Артем Драбкин
Я дрался на «Тигре». Немецкие танкисты рассказывают
© Драбкин А. , 2015
© ООО «Яуза-пресс», 2015
Отто Кариус
– Здравствуйте! Да вы еще и с моей фотографией! Ochen’ khoroscho! Это же фотография динозавра! Ochen’ khoroscho!
– Для своих лет вы очень хорошо выглядите, так что вы не динозавр.
– Запись все время работает? Тогда мне нужно вести себя прилично.
– Вопросы, которые мы зададим, это не только наши вопросы, это вопросы большого сообщества русских любителей военной истории, которые читали вашу книгу и хотят уточнить детали, особенно относящиеся к первому периоду войны.
Хотелось бы начать разговор с того самого боя в Малиново. У нас есть две фотографии…
– Малиново! О да.
– В этот день там погибли два Героя Советского Союза, оба были командирами батальонов. У меня есть фотографии этих двоих, и я бы хотел, чтобы вы на них посмотрели. Может быть, вы кого-то вспомните. Один из них сгорел в танке, а второй…

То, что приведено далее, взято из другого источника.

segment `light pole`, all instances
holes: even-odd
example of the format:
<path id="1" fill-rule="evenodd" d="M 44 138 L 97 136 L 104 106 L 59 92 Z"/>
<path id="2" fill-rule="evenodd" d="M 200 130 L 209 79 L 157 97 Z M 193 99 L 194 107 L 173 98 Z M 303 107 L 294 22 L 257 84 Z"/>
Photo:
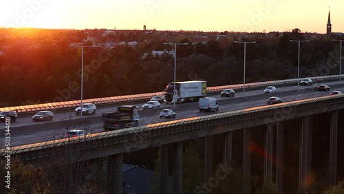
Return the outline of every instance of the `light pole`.
<path id="1" fill-rule="evenodd" d="M 290 42 L 299 42 L 299 57 L 297 62 L 297 86 L 300 85 L 300 42 L 309 42 L 309 41 L 294 41 L 290 40 Z"/>
<path id="2" fill-rule="evenodd" d="M 69 45 L 69 47 L 81 47 L 81 95 L 80 95 L 80 115 L 83 116 L 83 73 L 84 73 L 84 47 L 96 47 L 96 45 L 87 46 L 83 45 Z"/>
<path id="3" fill-rule="evenodd" d="M 341 53 L 339 54 L 339 81 L 341 81 L 342 78 L 342 41 L 343 40 L 332 40 L 332 41 L 341 41 Z"/>
<path id="4" fill-rule="evenodd" d="M 175 66 L 177 63 L 177 45 L 186 45 L 188 43 L 164 43 L 164 45 L 174 45 L 174 87 L 173 87 L 173 107 L 175 106 Z"/>
<path id="5" fill-rule="evenodd" d="M 241 41 L 234 41 L 235 43 L 244 43 L 244 98 L 245 98 L 245 76 L 246 76 L 246 43 L 257 43 L 256 41 L 252 42 L 241 42 Z"/>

– Сразу могу сказать, что я их не видел.
– Но того, который застрелился, вы видели?
– Нет. Солдаты видели, они потом мне рассказали. А я сам не видел.
– У вас в книге написано, что вы видели награду?
– Лично не видел. Но те, кто докладывал, сказали, что оставили награду на погибшем. Ее никто не снимал! Мы так никогда не поступали. Этим потом занимались американцы – они снимали все подряд.
Я не воевал ни с погибшими, ни с пленными. Более того, я не стрелял, если танк противника уже побежден и экипаж покинул его. Мы были очень потрясены, когда узнали, что в современном Бундесвере молодые танкисты упражняются воевать с экипажем, после того как он покинул танк. У меня в роте это было не принято.
В Дюнабурге [Даугавпилс] мне запомнился один пленный, который потерял ногу. Я предложил ему сигарету. Он ее не взял, а одной рукой сам свернул себе самокрутку.
Я никогда не понимал, как они это делают.
Makhorka! Они были немного примитивные. В основном пехота, разумеется. Технические войска уже никак нельзя назвать примитивными.Многие сотни русских погибли совершенно бессмысленно, потому что их необдуманно бросили в бой. Например, наступая через Нарву. 500–600 человек погибали каждую ночь… Они лежали там на льду. Это же чистое безумие.
У нас такое происходило реже. Мы не могли позволить себе подобной роскоши, потому что у нас было намного меньше людей. Но тоже случалось, что от батальона после атаки оставалось 10 человек. От целого батальона!
– Вернемся в 1940 год. В Шлезвиг-Гольштейне вы обучались на заряжающего?
– Да, тогда я был рекрут. Отрабатывали все, что нужно заряжающему танкового орудия. Сверх того существовала обычная армейская подготовка – строевая, приветствие и прочее. И еще отрабатывали то, что необходимо для выживания. Почему я еще жив, так это благодаря тем тренировкам.
– Как командир танка давал вам команды – руками, голосом или через переговорное устройство?
– У нас имелось радио. А вот у наших противников связь была намного хуже. Как с точки зрения техники, так и по профессионализму персонала. Если бы было по-другому, то мы бы проиграли войну уже в 1942 году. Ну и конечно, у русских были проблемы в руководстве и в поведении отдельных членов экипажа танка. Я ни разу не видел, чтобы русский командир танка выглядывал из люка во время боя. Это было нашим счастьем и несчастьем нашего тогдашнего противника.